Recent technologies allow us to obtain measurements of thousands of transcripts, proteins or metabolites per sample. There are typically much fewer number of samples than measured features. This results in a very limited statistical power for analyses such as linking molecular features to phenotypes or to the efficacy of a therapy.
A strategy to address this issue is to summarise these data sets via a smaller number of features. We develop approaches to extract such features in a way that they can be directly mapped to biochemically distinct elements (see Fig.). This is a powerful strategy to 1) reduce the number of variables and 2) yield interpretable biological features that can be experimentally validated.
Genomic data such as somatic mutations in cancer can be condensed into information about which pathways are mutated in a statistically significant way. We developed the tool SLAPEnrich (Iorio et al. 2018) to perform such analyses.
In the case of gene expression, a number of functional features can be extracted. A common approach is to map gene expression on the corresponding genes of given pathways. However, the correlation between gene expression and the function of the corresponding protein is often poor. An alternative strategy is to consider genes known to be affected by perturbation of pathways (so-called pathway footprints (Dugourd and Saez-Rodriguez 2019). For this purpose we developed the tool PROGENy, comprising footprints for 14 signaling pathways. (Schubert et al. 2018; Holland, Szalai, and Saez-Rodriguez 2019).
Additionally, it is possible to use gene expression data to estimate the activity status of transcription factor (TF) proteins by looking at the mRNA levels of its direct targets (TF footprint). DoRothEA is a resource containing TF-target interactions integrated from different types of evidences. Using those interactions with statistical enrichment analysis allows the estimation of TF activities from gene expression data (Garcia-Alonso et al. 2018).
We have shown that the footprints of signaling pathways and TFs on gene expression are evolutionarily conserved between humans and the widely used model organism Mus musculus (Holland, Szalai, and Saez-Rodriguez 2019). This opens up the possibility to functionally characterize mouse besides human data data using PROGENy and DoRothEA.
With the emergence of single cell RNA-seq technologies, many corresponding datasets are being generated, where funcitonal insights such as pathway and TF activity could be gained at the single-cell level. However. it is not clear how well existing tools can handle the unique challenges of this data type (e.g. drop-out events, low library size). We have shown that our bulk and footprint based tools PROGENy and DoRothEA can be applied on scRNA-seq data outperforming dedicated single cell tools (Holland et al. 2019).
Once their activities have been estimated, transcription factors and signaling pathways signatures can be linked to upstream perturbations (drugs, ligands, mutations, etc.) using network-based approaches such as so-called causal reasoning methods. Here, we use the signed, directed interactions in Omnipath as a prior knowledge network and we make use of an integer linear programming (ILP) mathematical formulation to infer regulatory signalling network topology from gene expression data (Melas et al. 2015). The pipeline also integrates TF and pathway scores from DoRothEA and PROGENy for network contextualization and we compiled the whole framework as an R-package called CARNIVAL (Liu, Trairatphisan, Gjerga et al. 2019).

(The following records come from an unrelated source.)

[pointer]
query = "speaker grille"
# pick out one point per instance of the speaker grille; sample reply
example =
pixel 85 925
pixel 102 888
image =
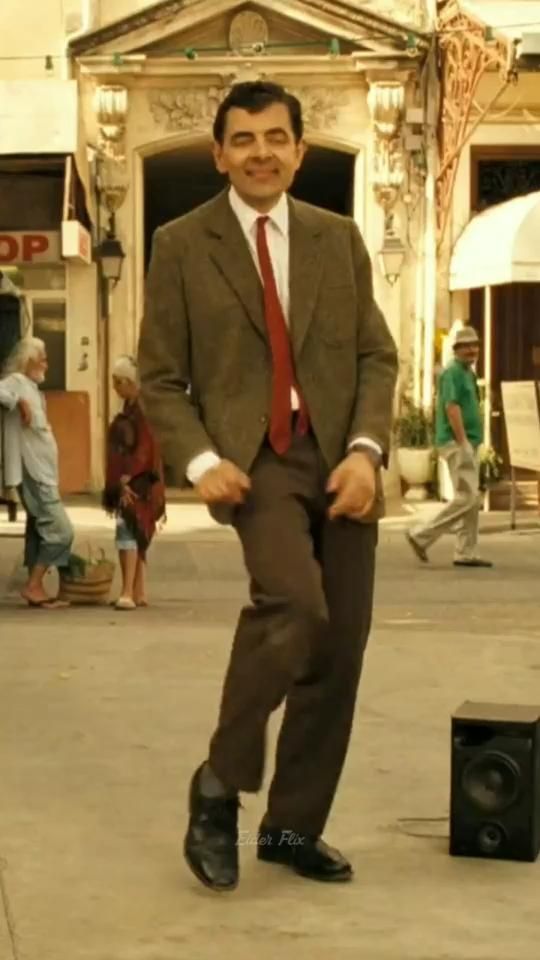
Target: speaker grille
pixel 492 781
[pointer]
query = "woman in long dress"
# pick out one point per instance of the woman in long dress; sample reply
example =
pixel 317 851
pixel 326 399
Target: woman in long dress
pixel 134 488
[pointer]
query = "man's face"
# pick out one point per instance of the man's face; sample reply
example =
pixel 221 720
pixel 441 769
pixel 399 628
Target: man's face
pixel 37 368
pixel 468 353
pixel 260 154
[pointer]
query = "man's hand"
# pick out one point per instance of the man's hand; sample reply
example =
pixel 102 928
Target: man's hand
pixel 25 412
pixel 127 495
pixel 353 482
pixel 224 483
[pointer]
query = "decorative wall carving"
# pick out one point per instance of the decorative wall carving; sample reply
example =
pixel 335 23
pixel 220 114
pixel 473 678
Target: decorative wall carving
pixel 248 29
pixel 187 109
pixel 386 101
pixel 403 11
pixel 194 108
pixel 320 105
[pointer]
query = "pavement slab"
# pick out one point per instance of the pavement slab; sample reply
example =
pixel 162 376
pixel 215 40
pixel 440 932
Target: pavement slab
pixel 104 715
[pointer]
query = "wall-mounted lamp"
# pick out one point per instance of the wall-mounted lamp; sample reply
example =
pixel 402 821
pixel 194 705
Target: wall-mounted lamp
pixel 391 256
pixel 111 256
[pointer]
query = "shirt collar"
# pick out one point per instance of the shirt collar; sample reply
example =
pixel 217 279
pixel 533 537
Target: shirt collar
pixel 279 215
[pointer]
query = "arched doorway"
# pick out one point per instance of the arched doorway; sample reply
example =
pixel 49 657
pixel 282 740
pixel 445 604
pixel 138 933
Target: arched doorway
pixel 176 181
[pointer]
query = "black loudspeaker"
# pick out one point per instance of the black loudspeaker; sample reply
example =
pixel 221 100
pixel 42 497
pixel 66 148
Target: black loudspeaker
pixel 495 789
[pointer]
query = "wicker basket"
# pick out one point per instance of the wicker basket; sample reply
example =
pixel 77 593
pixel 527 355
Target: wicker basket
pixel 93 586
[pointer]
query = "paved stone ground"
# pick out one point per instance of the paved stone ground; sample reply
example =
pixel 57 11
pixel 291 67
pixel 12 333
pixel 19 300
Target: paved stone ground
pixel 104 715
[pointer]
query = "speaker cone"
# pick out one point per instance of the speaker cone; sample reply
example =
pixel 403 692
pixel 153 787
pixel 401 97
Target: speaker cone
pixel 491 838
pixel 491 781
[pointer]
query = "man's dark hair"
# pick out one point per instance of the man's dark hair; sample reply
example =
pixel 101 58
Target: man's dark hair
pixel 256 97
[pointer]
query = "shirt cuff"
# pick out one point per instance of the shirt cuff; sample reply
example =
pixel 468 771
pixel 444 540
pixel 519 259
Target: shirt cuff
pixel 367 442
pixel 197 467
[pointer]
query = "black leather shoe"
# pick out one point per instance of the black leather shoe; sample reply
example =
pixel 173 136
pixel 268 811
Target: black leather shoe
pixel 211 843
pixel 307 855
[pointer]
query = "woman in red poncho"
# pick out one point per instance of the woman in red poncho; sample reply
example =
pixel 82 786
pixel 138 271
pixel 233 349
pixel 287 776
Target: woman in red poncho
pixel 134 488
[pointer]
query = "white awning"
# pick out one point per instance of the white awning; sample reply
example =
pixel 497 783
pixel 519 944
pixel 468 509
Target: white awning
pixel 43 118
pixel 500 245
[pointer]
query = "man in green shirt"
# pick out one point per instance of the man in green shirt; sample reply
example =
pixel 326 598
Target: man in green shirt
pixel 458 435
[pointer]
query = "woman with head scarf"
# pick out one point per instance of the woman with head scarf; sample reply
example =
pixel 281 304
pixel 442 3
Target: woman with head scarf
pixel 134 488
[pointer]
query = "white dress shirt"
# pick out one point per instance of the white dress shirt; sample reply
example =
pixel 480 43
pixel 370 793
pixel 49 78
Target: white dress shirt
pixel 277 235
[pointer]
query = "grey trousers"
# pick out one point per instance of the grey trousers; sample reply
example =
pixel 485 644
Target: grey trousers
pixel 49 532
pixel 462 513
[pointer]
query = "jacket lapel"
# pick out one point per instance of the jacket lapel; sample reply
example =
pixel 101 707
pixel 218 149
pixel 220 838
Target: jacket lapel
pixel 305 265
pixel 232 256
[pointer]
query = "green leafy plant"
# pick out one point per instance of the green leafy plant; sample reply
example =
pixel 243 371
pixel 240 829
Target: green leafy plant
pixel 490 467
pixel 414 427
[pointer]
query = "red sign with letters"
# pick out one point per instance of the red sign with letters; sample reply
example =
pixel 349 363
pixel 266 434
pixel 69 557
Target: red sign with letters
pixel 17 247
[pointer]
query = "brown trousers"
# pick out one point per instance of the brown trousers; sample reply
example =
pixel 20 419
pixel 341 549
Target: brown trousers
pixel 303 639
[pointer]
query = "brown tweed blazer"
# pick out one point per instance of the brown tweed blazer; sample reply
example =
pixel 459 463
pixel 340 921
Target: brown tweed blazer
pixel 204 328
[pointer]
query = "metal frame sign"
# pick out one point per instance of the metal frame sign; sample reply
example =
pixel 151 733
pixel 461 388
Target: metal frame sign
pixel 522 418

In a similar manner to the transcription factors, activity of kinases can be inferred from the levels of phosphorylation of the proteins they target (Wirbel, Cutillas, and Saez-Rodriguez 2018; Hernandez-Armenta et al. 2017, https://github.com/saezlab/kinact). By taking advantage of the conceptual similarities between footprint approaches, we hope to expand the use of CARNIVAL to more diverse type of omic data. We are currently trying to integrate transcriptomic, phosphoproteomic and metabolomic with this approach.
For subsequent downstream analyses, molecular entities can also be annotated with ontology terms to provide additional information. However, their coverage is still incomplete. We therefore developed a computational pipeline which combines protein network-association, text mining, and putative regulator identification from molecular footprints to mitigate this issue (Souza, Trairatphisan, Pinero et al. 2018).
Figure 1. Selected approaches to extract functional features from ‘omics’ data: pathways enriched in mutations (red ); transcription factors differentially activated (brown), and pathway activities as determined by their footprints on gene expression (pink).